矛盾する二つの気持ちにさいなまれるコハクの表情はとても苦し気だったからだ。
「なぁに、良い子ちゃんぶっちゃって。あたし、あんたみたいな子嫌ーい」
「あたしだって嫌いよ!」
だが、相手はその申し出を聞き入れるつもりはないようだった。
「やっちゃえ!」
ハイドウルフをけしかけてくる。
「この馬鹿!」
戦闘は続行。
コハクは叱りながらも、魔法を放った。
「フラビ・ティ!」
真っ赤な炎の下級が、リシュリーに向かって飛んでいくが、相手はそれを回避した。
ハイドウルフの群れの中でも一際体格の良いものに飛び乗って、それからもコハクの放つ魔法をことごとく避けていった。

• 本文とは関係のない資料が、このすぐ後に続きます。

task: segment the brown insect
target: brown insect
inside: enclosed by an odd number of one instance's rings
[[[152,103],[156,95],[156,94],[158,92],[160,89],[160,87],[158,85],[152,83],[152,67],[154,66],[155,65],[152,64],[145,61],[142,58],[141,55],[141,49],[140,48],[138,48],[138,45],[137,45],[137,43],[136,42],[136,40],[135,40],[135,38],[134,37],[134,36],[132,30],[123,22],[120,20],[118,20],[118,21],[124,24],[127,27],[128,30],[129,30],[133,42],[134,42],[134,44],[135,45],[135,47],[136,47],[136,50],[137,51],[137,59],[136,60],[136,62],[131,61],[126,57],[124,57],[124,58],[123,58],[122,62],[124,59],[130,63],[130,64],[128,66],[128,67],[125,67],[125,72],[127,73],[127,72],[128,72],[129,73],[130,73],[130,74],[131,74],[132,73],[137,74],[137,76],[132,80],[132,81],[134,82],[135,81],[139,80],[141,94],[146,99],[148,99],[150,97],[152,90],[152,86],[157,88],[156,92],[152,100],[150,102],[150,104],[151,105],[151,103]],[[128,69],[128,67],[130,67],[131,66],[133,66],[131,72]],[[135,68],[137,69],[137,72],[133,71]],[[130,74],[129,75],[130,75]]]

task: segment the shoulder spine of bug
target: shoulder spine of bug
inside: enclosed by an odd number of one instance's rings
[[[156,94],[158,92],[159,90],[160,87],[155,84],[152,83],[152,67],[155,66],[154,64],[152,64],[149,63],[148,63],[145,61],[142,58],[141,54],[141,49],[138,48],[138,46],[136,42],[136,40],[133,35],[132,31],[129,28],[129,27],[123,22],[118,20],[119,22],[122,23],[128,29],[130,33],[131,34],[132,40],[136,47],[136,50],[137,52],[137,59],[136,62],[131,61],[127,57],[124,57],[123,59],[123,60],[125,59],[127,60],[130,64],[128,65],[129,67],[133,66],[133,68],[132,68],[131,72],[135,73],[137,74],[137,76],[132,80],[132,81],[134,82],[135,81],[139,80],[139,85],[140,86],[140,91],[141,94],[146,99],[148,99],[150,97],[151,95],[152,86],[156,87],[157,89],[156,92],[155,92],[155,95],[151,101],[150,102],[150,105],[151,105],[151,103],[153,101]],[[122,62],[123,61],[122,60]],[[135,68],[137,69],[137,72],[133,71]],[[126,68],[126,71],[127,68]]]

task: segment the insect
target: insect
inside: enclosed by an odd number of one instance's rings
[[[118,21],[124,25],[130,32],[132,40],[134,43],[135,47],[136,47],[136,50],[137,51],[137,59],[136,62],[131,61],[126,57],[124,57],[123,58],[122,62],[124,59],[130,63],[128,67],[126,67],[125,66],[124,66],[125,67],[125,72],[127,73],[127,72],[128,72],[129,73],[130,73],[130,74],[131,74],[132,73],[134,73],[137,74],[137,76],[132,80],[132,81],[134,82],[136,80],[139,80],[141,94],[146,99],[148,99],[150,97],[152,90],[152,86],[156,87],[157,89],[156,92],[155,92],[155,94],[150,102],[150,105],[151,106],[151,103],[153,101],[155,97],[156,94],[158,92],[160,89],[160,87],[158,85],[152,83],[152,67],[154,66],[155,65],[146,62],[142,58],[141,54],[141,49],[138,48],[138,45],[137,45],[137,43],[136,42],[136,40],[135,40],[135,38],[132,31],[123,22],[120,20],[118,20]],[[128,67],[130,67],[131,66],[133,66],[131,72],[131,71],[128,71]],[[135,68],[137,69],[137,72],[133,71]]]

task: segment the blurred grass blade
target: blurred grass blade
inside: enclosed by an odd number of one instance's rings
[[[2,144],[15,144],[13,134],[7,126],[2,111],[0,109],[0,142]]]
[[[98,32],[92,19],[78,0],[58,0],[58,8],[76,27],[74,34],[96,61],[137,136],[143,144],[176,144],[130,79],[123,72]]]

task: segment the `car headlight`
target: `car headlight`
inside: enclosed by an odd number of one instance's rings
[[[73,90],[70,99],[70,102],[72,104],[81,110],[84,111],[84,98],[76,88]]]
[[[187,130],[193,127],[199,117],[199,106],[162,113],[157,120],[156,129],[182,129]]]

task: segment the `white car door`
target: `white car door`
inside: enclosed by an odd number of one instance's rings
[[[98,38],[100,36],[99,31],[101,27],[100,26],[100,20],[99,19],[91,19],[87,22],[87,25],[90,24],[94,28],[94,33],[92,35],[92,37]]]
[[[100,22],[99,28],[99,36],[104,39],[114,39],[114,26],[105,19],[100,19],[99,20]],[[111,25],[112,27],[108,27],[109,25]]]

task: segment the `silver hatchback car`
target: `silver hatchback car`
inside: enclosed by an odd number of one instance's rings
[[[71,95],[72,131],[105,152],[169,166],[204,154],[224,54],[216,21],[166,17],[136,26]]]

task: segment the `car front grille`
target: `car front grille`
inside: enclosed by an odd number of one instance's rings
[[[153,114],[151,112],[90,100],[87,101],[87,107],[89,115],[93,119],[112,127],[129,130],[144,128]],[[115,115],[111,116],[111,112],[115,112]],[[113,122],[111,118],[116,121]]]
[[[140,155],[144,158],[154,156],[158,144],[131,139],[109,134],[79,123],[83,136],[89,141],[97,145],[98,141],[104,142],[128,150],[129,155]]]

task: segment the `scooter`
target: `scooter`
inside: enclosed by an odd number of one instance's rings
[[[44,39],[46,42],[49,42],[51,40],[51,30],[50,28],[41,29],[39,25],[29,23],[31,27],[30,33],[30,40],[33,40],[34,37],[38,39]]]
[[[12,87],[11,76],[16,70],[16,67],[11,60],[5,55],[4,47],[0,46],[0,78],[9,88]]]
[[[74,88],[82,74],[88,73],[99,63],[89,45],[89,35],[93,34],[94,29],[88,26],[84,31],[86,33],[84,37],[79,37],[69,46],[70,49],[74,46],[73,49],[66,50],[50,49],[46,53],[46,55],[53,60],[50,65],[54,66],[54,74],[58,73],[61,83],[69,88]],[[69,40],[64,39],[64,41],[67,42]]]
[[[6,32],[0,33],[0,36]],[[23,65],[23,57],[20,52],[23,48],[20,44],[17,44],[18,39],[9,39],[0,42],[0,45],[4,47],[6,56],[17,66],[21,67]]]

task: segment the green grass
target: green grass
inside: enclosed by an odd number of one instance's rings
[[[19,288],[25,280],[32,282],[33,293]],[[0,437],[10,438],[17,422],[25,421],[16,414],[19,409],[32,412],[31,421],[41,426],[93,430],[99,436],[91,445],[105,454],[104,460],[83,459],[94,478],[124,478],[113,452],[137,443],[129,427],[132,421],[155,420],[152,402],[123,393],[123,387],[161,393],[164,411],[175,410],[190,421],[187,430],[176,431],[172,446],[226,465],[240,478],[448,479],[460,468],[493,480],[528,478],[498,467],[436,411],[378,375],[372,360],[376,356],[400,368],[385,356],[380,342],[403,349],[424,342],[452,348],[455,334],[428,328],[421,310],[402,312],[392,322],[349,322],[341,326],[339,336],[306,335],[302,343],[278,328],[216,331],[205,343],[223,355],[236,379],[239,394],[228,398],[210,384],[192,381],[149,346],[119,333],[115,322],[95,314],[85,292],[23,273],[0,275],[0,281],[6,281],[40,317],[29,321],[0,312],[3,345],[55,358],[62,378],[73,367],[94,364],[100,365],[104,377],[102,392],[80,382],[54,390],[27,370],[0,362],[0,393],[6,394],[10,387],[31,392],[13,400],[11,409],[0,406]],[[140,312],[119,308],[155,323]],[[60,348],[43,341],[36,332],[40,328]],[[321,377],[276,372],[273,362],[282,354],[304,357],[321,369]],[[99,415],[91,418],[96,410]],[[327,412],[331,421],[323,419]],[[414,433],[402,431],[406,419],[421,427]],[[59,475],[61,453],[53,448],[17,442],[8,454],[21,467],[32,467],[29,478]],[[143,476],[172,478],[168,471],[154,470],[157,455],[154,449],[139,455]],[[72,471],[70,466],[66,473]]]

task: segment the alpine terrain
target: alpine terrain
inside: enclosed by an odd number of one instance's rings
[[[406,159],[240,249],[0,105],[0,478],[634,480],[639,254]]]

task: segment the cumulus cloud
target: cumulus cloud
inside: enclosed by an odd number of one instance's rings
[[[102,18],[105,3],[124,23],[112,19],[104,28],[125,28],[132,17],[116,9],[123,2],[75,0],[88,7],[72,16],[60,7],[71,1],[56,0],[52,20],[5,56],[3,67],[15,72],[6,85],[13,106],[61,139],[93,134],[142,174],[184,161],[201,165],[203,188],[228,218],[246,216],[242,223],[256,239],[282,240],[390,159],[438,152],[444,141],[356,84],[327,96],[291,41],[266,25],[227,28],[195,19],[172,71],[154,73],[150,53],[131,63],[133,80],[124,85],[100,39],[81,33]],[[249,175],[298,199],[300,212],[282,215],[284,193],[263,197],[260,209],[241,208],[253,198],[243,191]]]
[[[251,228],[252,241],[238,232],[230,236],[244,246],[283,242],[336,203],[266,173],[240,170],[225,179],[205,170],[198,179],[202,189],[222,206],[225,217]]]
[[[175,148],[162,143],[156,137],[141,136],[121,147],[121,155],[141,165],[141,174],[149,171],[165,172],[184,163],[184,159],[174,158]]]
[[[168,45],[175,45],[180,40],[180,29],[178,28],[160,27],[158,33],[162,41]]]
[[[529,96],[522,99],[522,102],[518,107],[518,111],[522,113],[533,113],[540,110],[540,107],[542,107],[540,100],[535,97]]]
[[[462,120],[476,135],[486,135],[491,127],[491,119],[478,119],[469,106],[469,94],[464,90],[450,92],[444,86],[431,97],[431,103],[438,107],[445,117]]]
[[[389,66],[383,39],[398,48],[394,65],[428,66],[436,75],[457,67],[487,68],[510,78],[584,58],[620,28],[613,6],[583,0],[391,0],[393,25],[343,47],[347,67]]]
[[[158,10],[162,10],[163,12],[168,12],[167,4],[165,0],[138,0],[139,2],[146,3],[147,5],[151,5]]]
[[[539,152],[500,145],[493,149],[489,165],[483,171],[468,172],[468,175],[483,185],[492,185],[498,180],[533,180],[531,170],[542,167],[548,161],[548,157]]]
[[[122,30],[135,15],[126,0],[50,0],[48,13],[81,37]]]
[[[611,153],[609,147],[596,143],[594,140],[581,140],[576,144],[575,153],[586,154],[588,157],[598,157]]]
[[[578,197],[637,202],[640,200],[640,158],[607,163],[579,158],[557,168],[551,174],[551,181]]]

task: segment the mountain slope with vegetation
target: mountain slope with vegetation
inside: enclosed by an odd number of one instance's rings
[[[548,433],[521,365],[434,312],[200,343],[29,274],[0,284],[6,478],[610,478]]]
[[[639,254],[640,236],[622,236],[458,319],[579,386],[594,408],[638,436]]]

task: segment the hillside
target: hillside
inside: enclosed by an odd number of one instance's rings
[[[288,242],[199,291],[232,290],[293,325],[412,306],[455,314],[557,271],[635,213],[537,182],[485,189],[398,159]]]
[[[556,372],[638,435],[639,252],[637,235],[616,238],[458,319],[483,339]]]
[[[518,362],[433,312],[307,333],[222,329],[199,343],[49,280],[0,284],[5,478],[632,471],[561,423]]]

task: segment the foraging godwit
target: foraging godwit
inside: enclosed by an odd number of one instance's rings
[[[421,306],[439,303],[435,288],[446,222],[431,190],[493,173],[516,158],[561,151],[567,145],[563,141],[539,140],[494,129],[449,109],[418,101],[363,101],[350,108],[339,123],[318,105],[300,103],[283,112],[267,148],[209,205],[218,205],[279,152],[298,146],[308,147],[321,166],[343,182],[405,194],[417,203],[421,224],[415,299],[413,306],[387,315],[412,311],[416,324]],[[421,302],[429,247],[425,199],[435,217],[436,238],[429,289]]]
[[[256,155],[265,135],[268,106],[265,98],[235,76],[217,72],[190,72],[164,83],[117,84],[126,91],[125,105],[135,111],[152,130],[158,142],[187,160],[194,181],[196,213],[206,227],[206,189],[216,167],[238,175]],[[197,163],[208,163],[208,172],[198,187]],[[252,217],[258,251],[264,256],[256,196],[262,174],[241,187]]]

しかし、他のハイドウルフもいるので、思った様に狙いが定まらないようだった。
同じ事を思っただろうコハクがこちらへ声をかける。
「フラビ・ティ! ああ、もうちょこまかと邪魔よ! 裕司、加奈。とりまきが邪魔!」
「う、うん!」
「言われなくても、分かってますわ!」
やる事は分かっていた。
裕司は銃を撃ち、加奈は昆でそれぞれ周囲にいるハイドウルフの相手をしていく。
数は多いが一度戦闘したという経験がこちらにはある。
前回は勝敗がつかなかったが、コハクと共に行動している以上は、再度同じ敵と戦う可能性がかなり高い。
狼使いと出会った時に対策法を考えない裕司達ではなかった。